Frankétienne (Haiti)

Born in 1936 in Artibonite, Haiti, and the author of over 40 books in all genres (novel, poetry, drama) Étienne, Franck a.k.a. Frankétienne, is today a major figures in Caribbean literature. A writer of all subjects, he is one of the few to write with strength and happiness in two major literary languages of the Caribbean: French and Haitian. In 1979, the French magazine Demain l'Afrique devoted four pages to his writings; in 1982, Marie-Michèle Amédée devoted her master's thesis from the Université de Montréal on Dézaf, which plays a founding role for the new generation of the "créolité" from Martinique (see Lettres créoles, 1991); Kaselezo was presented at the Beaubourg in Paris in 1986 and, as well as in 1987, at the Theatre Festival of the Americas in Montreal; that same year the magazine Dérives (Montreal) devoted a special issue to him. In 1997, Pèlin-Tet is presented for the first time in English as The Noose at the New Immigrant Theatre Festival of New York, then it is reissued in 2002 in a new Haitian version by The Institute of Haitian Studies (University of Kansas). In 1998, his first book, L'Oiseau schizophone, is reprinted in Paris by Jean-Michel Place who later take Les Affres d'un défi. Finally the publication house Vents d'Ailleurs reissued eight volumes Les Métamorphoses de l'Oiseau schizophone in 2004-2005.

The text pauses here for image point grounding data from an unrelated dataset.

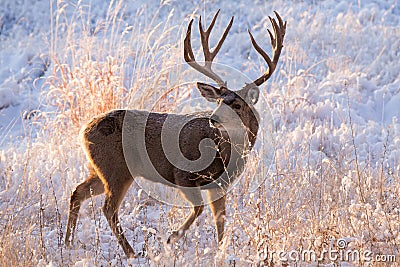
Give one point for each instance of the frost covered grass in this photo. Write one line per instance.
(335, 102)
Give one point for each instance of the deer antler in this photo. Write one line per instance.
(277, 45)
(208, 55)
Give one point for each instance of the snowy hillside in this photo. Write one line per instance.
(333, 175)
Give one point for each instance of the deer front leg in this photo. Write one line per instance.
(196, 200)
(92, 186)
(217, 205)
(111, 205)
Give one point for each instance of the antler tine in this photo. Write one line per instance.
(277, 45)
(208, 55)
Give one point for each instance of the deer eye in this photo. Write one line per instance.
(236, 106)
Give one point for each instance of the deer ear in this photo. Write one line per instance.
(208, 91)
(252, 94)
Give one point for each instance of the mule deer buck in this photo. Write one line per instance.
(123, 144)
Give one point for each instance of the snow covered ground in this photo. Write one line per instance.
(335, 101)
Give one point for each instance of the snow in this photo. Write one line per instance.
(334, 100)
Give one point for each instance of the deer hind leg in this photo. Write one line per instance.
(217, 205)
(92, 186)
(196, 200)
(114, 197)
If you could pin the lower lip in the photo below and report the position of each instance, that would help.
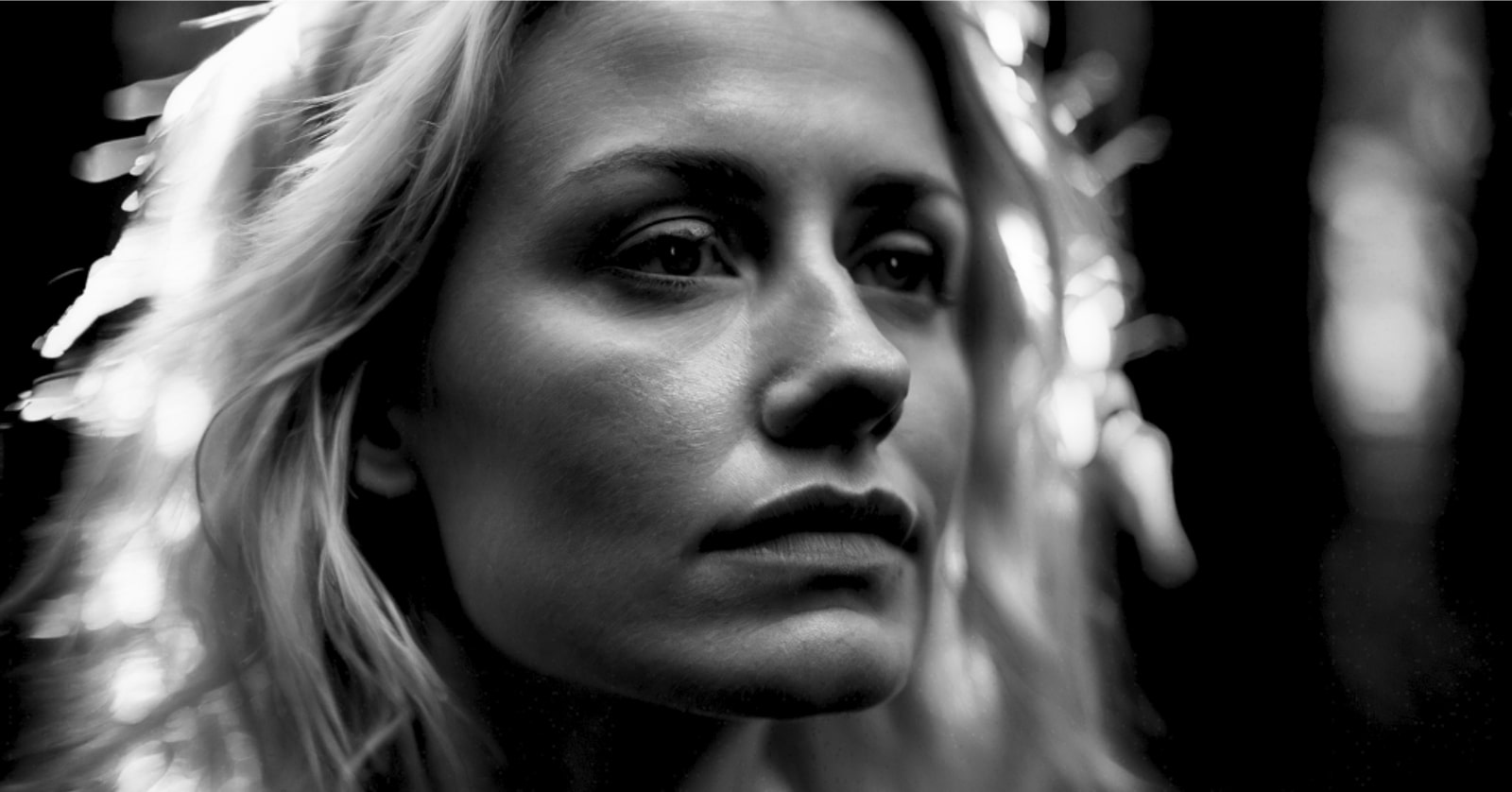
(823, 550)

In the early 1970s Frankétienne founded with fellow writers and friends Jean-Claude Fignolé and René Philoctetes, the literary movement Spiralisme, which proposes the bursting of forms, of genres, and the imagination. Also an actor, director and painter, Frankétienne shares his time between writing, theatre, painting, and travel. In 2010, Frankétienne was appointed UNESCO Artist for peace by the Director General of UNESCO, Irina Bokova.